Even responsibility can be done, however — with April Lawson speaking about her own tendency to feel responsibility for anything she reads about it in the news. “One of the reasons that I don’t read that much news is because I feel like I should fix it. … And so it’s exhausting to read about all the problems because I’m like, I’m not doing enough.”
But, again, there are things we can do — with awareness of the world around us guiding that response. In that sense, Guzmán asks, “What if hope isn’t naive at all, but empowering?”
Guzmán goes on to quote journalist Amanda Ripley, who summarizes more than 30 years of research by saying, “Hope is more like a muscle than an emotion. It’s a cognitive skill, one that helps people reject the status quo and visualize a better way.”
Guzmán encourages listeners to step back for a moment and look at the “big picture for a minute” — enough so to ask themselves, “What if hope actually is everything?”
In contrast with what renowned psychologist John Bowlby called in 1976 the “anger of despair,” there is another kind of anger that is healthier and constructive — more of a righteous indignation and ferocious desire to see a better world.
Bowlby calls this the “anger of hope,” which can be “fierce” as it motivates us through imagining something better. By contrast, “the anger of despair is something else entirely,” Guzmán says. “Instead of strongly rooted affection laced occasionally with hot displeasure,” this more corrosive variety of anger can become “a deep running resentment,” as Bowlby puts it: “At this point, hot pleasure may in some circumstances become the cold malice of hatred.”

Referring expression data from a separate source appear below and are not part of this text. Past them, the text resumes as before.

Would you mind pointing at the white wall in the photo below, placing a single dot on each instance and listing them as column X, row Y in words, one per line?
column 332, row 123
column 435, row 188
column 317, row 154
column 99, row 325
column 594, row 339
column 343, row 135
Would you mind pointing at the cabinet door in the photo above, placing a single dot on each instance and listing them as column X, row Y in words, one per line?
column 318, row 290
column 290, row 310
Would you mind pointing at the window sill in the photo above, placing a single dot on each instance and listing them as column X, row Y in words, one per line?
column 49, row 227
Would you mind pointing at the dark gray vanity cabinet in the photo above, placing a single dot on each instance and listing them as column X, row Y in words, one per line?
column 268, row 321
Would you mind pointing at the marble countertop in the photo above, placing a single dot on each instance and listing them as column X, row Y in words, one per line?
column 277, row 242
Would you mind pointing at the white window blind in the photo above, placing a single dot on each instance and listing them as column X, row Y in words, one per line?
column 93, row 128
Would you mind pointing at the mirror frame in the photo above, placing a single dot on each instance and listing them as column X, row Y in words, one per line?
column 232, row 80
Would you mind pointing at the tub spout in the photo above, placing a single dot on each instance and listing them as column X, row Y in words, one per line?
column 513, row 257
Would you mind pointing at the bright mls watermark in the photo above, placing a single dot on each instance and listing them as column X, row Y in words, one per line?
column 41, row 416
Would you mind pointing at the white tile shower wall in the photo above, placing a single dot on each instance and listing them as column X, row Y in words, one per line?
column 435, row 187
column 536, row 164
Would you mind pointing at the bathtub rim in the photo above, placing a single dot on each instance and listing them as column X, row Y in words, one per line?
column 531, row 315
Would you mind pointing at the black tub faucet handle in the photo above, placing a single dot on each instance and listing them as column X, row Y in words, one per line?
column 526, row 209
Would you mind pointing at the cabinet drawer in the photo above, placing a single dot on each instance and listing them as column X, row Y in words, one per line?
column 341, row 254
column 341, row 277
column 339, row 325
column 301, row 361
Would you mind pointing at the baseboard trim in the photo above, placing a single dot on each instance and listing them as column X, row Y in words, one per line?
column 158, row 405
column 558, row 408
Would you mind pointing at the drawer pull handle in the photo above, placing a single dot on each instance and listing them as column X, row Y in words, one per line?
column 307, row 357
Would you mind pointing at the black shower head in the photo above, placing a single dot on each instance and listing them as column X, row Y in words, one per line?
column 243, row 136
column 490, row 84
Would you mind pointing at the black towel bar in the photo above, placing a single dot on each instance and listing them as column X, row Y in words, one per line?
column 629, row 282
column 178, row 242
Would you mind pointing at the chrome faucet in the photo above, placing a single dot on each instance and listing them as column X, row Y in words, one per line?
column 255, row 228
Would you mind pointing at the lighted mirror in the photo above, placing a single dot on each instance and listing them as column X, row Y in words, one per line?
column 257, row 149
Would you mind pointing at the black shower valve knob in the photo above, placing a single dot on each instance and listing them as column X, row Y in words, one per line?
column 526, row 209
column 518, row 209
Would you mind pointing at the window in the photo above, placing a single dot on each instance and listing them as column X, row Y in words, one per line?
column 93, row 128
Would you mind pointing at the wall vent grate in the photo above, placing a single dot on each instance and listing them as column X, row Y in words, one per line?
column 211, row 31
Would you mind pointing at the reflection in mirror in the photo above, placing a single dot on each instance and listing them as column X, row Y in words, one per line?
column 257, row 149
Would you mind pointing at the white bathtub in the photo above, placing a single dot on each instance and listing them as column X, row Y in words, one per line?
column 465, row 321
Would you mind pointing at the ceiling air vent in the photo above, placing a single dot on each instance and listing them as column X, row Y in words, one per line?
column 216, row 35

“Whoever any of us wants to win, none of us wants our almost 250 year old Republic to lose the next election,” Guzmán argues. “So that’s a start” — especially if we can be open to exploring with curiosity some of the many “visualizations of a stronger, healthier society from countless hearts and minds.”
“No matter who wins this election, how do we make sure our democratic republic won’t lose?” Guzmán says, posing a question she’s brought up repeatedly throughout this podcast season.
“For some of you, this may sound kind of circular,” she adds. “We make sure our democratic republic won’t lose by making sure the other side won’t win. Which, hey, makes a lot of sense when you know what’s going to make or break us going forward and that your side, whatever it is, best represents it.”
“Maybe you’re right,” Guzmán says. “But one of these two sides will lose the next election. That’s how democratic things work.” So then, “If the losing side happens to be your side, no matter how hard you fought to prevent that, do you want to stumble out of the election not just defeated but in despair?”
And so you want to believe “that what is core to our country will 100% fail if the other side wins?” Avoiding that kind of emotional hole depends on being grounded in something higher or deeper — better and stronger — than simply the outcome of an election. What is that for you?
One byproduct of technological advancements is that media is being consumed on a “one to one level,” Guzmán notes. “It’s me and my smartphone, and the only conversation that’s happening as I’m consuming it is with myself.”
That makes critical scrutiny of the conversation itself hard to come by — especially compared with another era, she says, where a few people sit around a television, and “maybe somebody reacting to something and someone else going, ‘What do you mean, Junior, what is that face about?’”
Although we call it “social media” because of so many voices present, Guzmán points out that in practice, most people are sitting alone reacting to projections of other people’s lives (“Most people don’t even put their real picture up anymore”).
That means “we’re mostly talking to ourselves,” she concludes, before asserting, “We get to truth through each other,” far more than constant consumption of more media content alone.